Prof. Ely Answers Our Charges

Chapter IV—
Prof. Ely Answers Our Charges—The Insufficiency of His Answer
from False Education by Emil O. Jorgensen, 1925

It is November, 1924. In the October issue of his paper-the “Institute News”—Prof. Ely writes a lengthy editorial which he signs himself and which he captions “An Open Letter.”

In this editorial he attempts to refute the charges made in this series of articles—namely, that the Institute of which he is the head in Wisconsin University is not an unbiased research organization whose purpose is to discover the true solution of our land and tax problems, but an organization financed by certain selfish individuals and groups and whose intent is to uproot for all time what increasing numbers of men believe to be the true solution of these problems—to wit, the taxation of land values proposed by Henry George.

Notwithstanding his editorial, Professor Ely’s refutation of these charges is not convincing. He has a good deal to say about how, when and where his Institute was formed, the “integrity” and “honesty” of its purpose and the absolute “impartiality” with which it intends to conduct its investigations, but no reference is made to the real issue. What the attitude of his Institute is, and has been from the very day it was founded, towards the land value tax doctrine of Henry George—that subject is carefully avoided.

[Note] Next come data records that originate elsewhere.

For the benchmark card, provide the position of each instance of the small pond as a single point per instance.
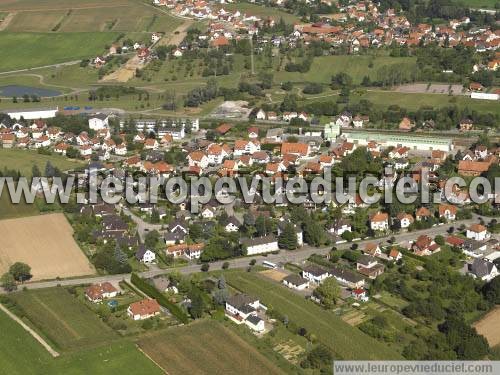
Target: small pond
(19, 91)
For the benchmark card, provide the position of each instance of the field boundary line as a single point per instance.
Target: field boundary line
(151, 359)
(32, 332)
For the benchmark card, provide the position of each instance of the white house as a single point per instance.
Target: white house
(477, 232)
(145, 255)
(260, 245)
(99, 121)
(296, 282)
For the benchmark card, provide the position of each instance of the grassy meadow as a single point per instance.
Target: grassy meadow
(20, 354)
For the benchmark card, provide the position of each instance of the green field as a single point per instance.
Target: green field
(28, 50)
(87, 15)
(324, 67)
(345, 341)
(205, 347)
(23, 160)
(9, 210)
(262, 11)
(64, 320)
(21, 354)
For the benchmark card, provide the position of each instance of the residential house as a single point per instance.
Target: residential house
(315, 274)
(482, 269)
(425, 245)
(379, 221)
(369, 266)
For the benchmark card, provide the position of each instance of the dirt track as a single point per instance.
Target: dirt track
(489, 327)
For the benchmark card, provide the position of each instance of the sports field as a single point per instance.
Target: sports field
(62, 318)
(20, 354)
(205, 347)
(46, 244)
(345, 341)
(23, 161)
(86, 15)
(27, 50)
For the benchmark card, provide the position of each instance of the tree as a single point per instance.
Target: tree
(20, 271)
(288, 238)
(8, 282)
(328, 292)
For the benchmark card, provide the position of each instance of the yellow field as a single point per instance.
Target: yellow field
(46, 244)
(488, 327)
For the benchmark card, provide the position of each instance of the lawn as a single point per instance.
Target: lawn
(415, 101)
(21, 354)
(23, 160)
(324, 67)
(28, 50)
(205, 347)
(8, 210)
(87, 16)
(64, 320)
(344, 340)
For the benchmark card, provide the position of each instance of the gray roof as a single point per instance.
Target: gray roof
(254, 319)
(346, 274)
(258, 240)
(315, 270)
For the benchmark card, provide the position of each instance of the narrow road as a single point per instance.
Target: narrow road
(35, 335)
(298, 256)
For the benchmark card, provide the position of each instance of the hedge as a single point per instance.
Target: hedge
(160, 298)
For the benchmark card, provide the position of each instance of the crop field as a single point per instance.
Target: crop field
(488, 327)
(45, 243)
(20, 354)
(262, 11)
(86, 16)
(23, 160)
(344, 340)
(9, 210)
(27, 50)
(324, 67)
(205, 348)
(62, 318)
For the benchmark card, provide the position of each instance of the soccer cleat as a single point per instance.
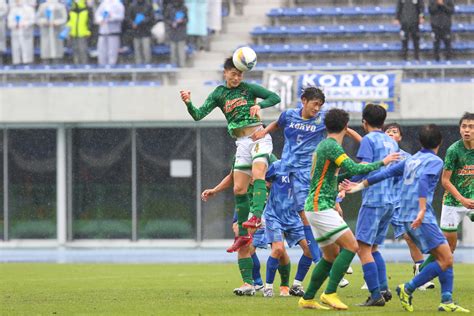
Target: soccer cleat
(452, 307)
(371, 302)
(245, 289)
(253, 222)
(387, 295)
(311, 304)
(426, 286)
(268, 292)
(405, 298)
(239, 242)
(297, 290)
(284, 291)
(344, 282)
(258, 287)
(333, 301)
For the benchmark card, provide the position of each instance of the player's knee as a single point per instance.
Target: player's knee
(277, 252)
(239, 189)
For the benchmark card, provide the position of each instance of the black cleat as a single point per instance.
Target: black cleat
(387, 295)
(371, 302)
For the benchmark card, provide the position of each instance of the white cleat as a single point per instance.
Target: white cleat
(344, 282)
(259, 287)
(267, 292)
(246, 289)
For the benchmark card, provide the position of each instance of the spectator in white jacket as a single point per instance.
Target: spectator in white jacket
(109, 16)
(51, 17)
(21, 20)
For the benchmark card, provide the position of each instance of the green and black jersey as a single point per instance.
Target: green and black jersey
(328, 158)
(235, 103)
(460, 161)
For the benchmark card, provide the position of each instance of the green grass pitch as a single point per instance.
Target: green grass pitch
(184, 289)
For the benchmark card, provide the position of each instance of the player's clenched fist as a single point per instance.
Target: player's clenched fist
(185, 96)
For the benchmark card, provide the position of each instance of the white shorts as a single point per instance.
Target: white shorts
(327, 226)
(249, 152)
(451, 217)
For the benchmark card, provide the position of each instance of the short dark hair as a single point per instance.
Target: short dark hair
(313, 93)
(229, 64)
(336, 120)
(374, 115)
(430, 136)
(388, 126)
(466, 116)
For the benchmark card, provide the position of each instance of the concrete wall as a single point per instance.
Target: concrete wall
(444, 101)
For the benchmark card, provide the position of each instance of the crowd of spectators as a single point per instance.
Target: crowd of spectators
(104, 29)
(410, 15)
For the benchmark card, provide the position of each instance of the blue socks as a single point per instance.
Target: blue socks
(431, 271)
(257, 278)
(272, 266)
(382, 271)
(303, 266)
(446, 279)
(371, 276)
(312, 244)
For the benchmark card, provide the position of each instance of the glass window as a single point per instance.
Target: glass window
(2, 218)
(101, 184)
(32, 183)
(166, 205)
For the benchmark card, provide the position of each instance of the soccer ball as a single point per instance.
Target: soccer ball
(244, 58)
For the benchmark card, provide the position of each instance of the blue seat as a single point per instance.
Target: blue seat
(312, 30)
(350, 11)
(343, 47)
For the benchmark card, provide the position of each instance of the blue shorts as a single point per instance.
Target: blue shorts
(275, 232)
(301, 182)
(398, 227)
(259, 240)
(372, 224)
(426, 237)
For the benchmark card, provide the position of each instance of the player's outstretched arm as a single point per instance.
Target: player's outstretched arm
(449, 186)
(354, 168)
(198, 113)
(273, 126)
(354, 135)
(421, 213)
(224, 184)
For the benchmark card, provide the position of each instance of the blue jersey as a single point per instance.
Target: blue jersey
(301, 137)
(280, 205)
(421, 173)
(398, 181)
(375, 146)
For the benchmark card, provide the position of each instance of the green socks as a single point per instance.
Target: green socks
(246, 268)
(242, 206)
(427, 261)
(319, 275)
(339, 268)
(285, 274)
(259, 197)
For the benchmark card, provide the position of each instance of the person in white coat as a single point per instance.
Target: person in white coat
(3, 28)
(109, 16)
(51, 18)
(21, 20)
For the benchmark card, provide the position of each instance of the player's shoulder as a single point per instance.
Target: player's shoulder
(457, 145)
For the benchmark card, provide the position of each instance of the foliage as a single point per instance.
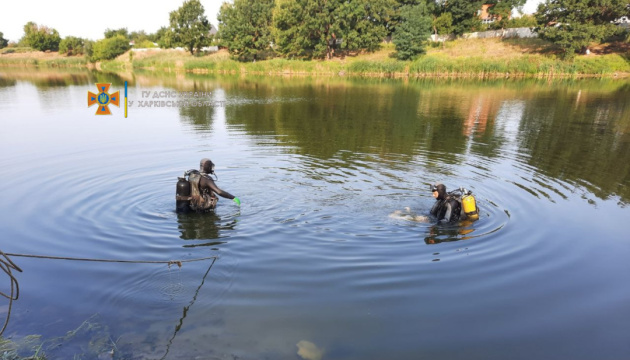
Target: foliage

Prof. Ely also tells us in his reply something about the “very peculiar nature” of economic research, how it “deals with social facts in a laboratory consisting of a world of human beings whose interests and desires clash;” and how the facts must first be “gathered, analyzed and interpreted.” But the reader who examines with care the three basic books written by Prof. Ely for the instruction of his Institute—three books upon which forty-seven other books are to be founded—cannot fail to be struck by the fact that while scores of references are given in these three books to authors who are known to be hostile to the taxation of land values, not a single reference is made anywhere to the works of Henry George himself, or to the multitude of great writers who have followed him. How Professor Ely expects his Institute to gather all the facts of land and tax economics by this method is beyond understanding. We are also informed by Prof. Ely in his editorial just how economic research work should be conducted. First he says the “facts must be gathered, analyzed and interpreted;” then a “principle is discovered,” and last of all the “conclusions are reached.” He is right; this is the proper way that research work of any kind should be conducted. But this is not the method he has pursued. In his fifty-volume project to “find” the solution of our land and tax problems, Professor Ely has laid down his conclusions before he has gathered his facts. His prescription has preceded his diagnosis. Instead of submitting his recommendations in the very last of the Institute’s proposed fifty books, they have been submitted in the very first of these books. And curiously enough too, these conclusions and recommendations harmonize precisely with the views of the particular corporations and organizations who are paying the expenses of the Institute.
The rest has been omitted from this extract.